Science Education Priority

Preparing students for 21st-century challenges in science and technology requires 21st-century thinking in the classroom.

Science courses should allow students to emerge with critical thinking skills, creative problem-solving, and an ability to synthesize information across disciplines. Yet most undergraduate science coursework remains tied to the textbook, valuing knowledge over competency.

Scientists must work across disciplinary boundaries, but the courses offered by many universities have been the same for decades, with few opportunities to connect biology, chemistry, math, and physics.

How can we engage students and prepare them for successful careers in science and medicine?

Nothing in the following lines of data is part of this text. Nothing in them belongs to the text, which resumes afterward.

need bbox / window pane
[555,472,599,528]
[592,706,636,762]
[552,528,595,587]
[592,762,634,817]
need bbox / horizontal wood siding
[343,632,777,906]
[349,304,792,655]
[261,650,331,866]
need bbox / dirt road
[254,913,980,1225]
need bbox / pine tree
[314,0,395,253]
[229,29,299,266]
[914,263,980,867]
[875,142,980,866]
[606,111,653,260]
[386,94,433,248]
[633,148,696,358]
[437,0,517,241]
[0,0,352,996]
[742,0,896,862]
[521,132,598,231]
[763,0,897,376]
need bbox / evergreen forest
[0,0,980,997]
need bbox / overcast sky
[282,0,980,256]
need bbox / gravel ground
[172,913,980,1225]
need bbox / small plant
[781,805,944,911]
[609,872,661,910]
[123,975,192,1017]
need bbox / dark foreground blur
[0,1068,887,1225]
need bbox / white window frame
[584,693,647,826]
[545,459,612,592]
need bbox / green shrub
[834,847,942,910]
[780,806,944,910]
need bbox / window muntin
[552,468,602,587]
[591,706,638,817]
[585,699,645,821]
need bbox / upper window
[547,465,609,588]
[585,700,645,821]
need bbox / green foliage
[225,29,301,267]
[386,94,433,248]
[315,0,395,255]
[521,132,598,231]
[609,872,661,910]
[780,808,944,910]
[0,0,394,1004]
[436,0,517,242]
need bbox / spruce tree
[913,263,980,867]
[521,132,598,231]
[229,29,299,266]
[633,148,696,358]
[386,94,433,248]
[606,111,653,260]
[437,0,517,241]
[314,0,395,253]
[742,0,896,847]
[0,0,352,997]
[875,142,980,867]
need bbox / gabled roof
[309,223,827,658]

In 2011 HHMI launched a new science education experiment that brought together four universities to create and share models for teaching interdisciplinary science, including new courses and ways of assessing how well they work. The four-year, $1.8 million National Experiment in Undergraduate Science Education, or NEXUS, involves Purdue University; the University of Maryland, Baltimore County (UMBC); the University of Maryland, College Park, and the University of Miami. They are creating curricula that connect biology with physics, math, and chemistry. The schools are also working on how to move beyond testing students’ knowledge of facts to assessing their ability to demonstrate scientific competencies, such as applying knowledge to analyze a problem.

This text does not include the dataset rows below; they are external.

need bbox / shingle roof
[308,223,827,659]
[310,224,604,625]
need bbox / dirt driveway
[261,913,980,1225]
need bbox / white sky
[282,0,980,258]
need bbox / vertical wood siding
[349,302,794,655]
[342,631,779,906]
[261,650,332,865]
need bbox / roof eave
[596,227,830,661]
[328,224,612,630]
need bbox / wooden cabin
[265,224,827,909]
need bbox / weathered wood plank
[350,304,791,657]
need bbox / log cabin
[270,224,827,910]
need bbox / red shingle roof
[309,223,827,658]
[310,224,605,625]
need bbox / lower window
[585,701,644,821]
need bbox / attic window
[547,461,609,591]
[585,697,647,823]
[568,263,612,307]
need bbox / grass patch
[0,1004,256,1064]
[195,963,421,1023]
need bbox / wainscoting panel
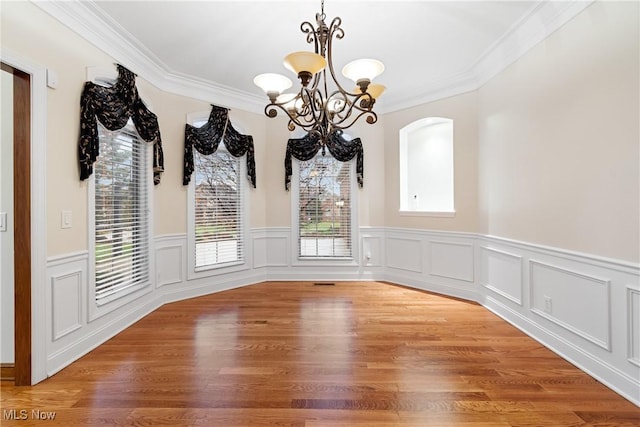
[51,270,83,341]
[627,287,640,367]
[479,246,524,306]
[429,240,474,282]
[385,237,423,273]
[362,236,383,267]
[45,231,640,405]
[529,261,611,350]
[251,227,291,268]
[156,244,185,287]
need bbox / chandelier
[253,0,385,145]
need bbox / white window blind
[94,121,150,304]
[298,153,353,258]
[193,144,243,271]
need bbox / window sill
[399,210,456,218]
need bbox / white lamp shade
[253,73,292,94]
[342,59,384,83]
[284,52,327,75]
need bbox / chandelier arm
[331,105,378,129]
[300,21,319,53]
[326,16,350,96]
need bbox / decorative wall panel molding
[529,260,611,350]
[479,246,524,306]
[251,227,291,268]
[156,244,185,287]
[429,240,474,282]
[362,236,384,267]
[45,227,640,405]
[385,237,423,273]
[51,270,83,341]
[627,287,640,367]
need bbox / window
[92,120,151,305]
[191,144,244,271]
[400,117,455,216]
[294,152,354,259]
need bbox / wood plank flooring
[0,282,640,427]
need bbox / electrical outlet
[60,211,73,228]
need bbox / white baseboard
[46,227,640,406]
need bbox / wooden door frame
[0,54,47,385]
[2,63,31,385]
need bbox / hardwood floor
[1,282,640,427]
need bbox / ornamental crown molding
[34,0,593,114]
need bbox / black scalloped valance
[182,105,256,188]
[284,132,364,190]
[78,64,164,185]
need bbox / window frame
[398,117,456,218]
[187,111,252,280]
[290,150,360,266]
[87,118,155,321]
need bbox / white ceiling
[41,0,589,111]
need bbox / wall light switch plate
[60,211,73,228]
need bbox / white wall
[1,2,640,403]
[478,2,640,262]
[0,71,14,363]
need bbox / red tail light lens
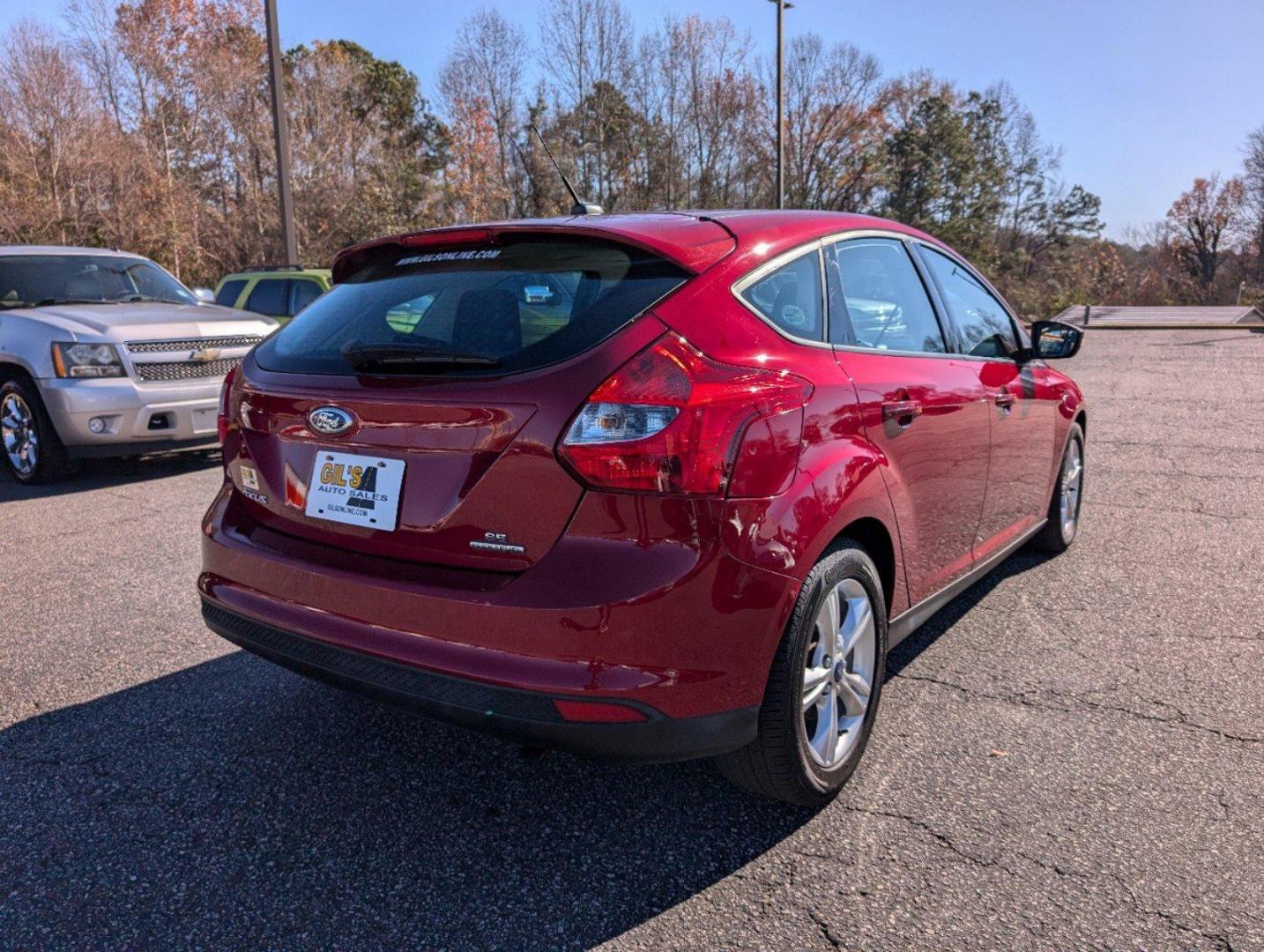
[218,367,240,446]
[557,334,812,495]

The groundwork for what became the NEXUS project began in 2009. HHMI asked research universities to suggest experiments in science education, and a common theme emerged. Several schools said they wanted to address issues raised in a 2009 report that examined the scientific competencies needed by medical students.

That report, called Scientific Foundations for Future Physicians, was developed by a committee of scientists, physicians, and science educators convened by the Association of American Medical Colleges and HHMI. It recommended fundamental changes in undergraduate education and outlined eight interdisciplinary competencies that science undergraduate students should master before they go on to medical school. For example, instead of requiring specific physics courses, premedical students would be expected to “demonstrate knowledge of basic physical principles and their application to the understanding of living systems.” They could learn that the traditional way, in physics courses, or in a new generation of interdisciplinary classes. These recommendations make sense for other science students, as well.

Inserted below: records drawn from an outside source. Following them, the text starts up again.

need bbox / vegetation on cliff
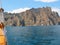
[4,7,60,26]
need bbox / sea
[5,25,60,45]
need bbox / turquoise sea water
[5,26,60,45]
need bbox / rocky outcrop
[4,7,60,26]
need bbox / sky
[0,0,60,14]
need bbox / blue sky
[2,0,60,14]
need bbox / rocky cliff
[4,7,60,26]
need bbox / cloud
[52,8,60,16]
[8,8,30,13]
[35,0,58,3]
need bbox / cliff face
[4,7,60,26]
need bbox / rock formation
[4,7,60,26]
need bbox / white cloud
[8,8,30,13]
[52,8,60,16]
[35,0,58,3]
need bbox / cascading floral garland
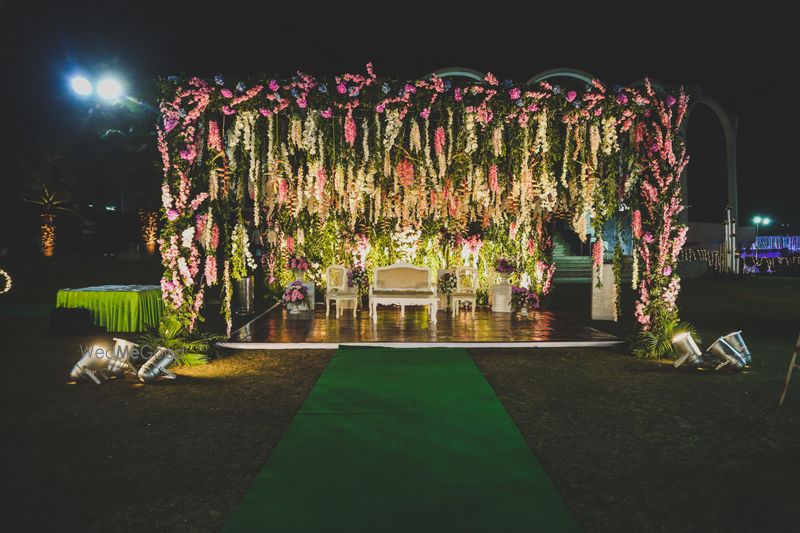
[158,65,687,358]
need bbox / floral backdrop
[158,65,688,356]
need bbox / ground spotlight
[139,346,178,383]
[97,78,122,100]
[722,331,753,365]
[708,337,745,370]
[70,76,93,96]
[108,338,139,377]
[672,331,703,368]
[69,346,109,385]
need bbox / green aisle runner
[226,348,578,532]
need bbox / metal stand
[778,335,800,407]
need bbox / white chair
[325,265,358,318]
[369,261,439,324]
[450,267,478,317]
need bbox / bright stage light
[70,76,93,96]
[97,78,122,100]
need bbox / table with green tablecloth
[56,285,164,332]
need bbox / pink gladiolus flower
[433,126,446,155]
[344,109,357,146]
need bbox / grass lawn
[0,260,800,532]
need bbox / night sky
[0,0,800,233]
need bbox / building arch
[425,67,485,81]
[527,67,595,84]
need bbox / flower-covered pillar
[632,82,689,356]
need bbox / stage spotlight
[722,331,753,365]
[139,347,178,383]
[708,337,745,370]
[70,76,93,96]
[69,346,109,385]
[672,331,703,368]
[108,338,139,377]
[97,78,122,100]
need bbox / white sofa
[369,261,439,324]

Through its undergraduate grants program, HHMI encourages competency-based curriculum development by supporting programs that recruit new faculty who will teach in interdisciplinary areas; create inquiry-based learning opportunities; and implement the recommendations outlined in the Scientific Foundations for Future Physicians report.

They did it:

  • Oberlin College is establishing a center for quantitative skills that will help natural science students strengthen their understanding of quantitative and formal reasoning skills. The center will provide peer support for basics such as math and graphs, and advanced skills, such as modeling, which are common among different disciplines.
  • Luther College completed a $30-million expansion and renovation of its science facilities, which are designed to encourage and promote student-faculty interaction both within and outside the classroom and laboratory. A grant from HHMI is enhancing those interactions between the science and education disciplines.
  • Purdue University is revising the introductory chemistry curriculum to include more biological chemistry with a focus on active learning approaches.
  • The University of Maryland, Baltimore County is infusing mathematical modeling into its introductory biology course, including quantitative reasoning skills and mathematical approaches to understand biological processes and living systems.
  • The University of Maryland, College Park is revising its introductory physics course for biology majors to present physics concepts in a biological context.
  • The University of Miami is developing biomedical case studies that will challenge students to use scientific inquiry to analyze the biology, physics, chemistry, and math involved in human health and disease.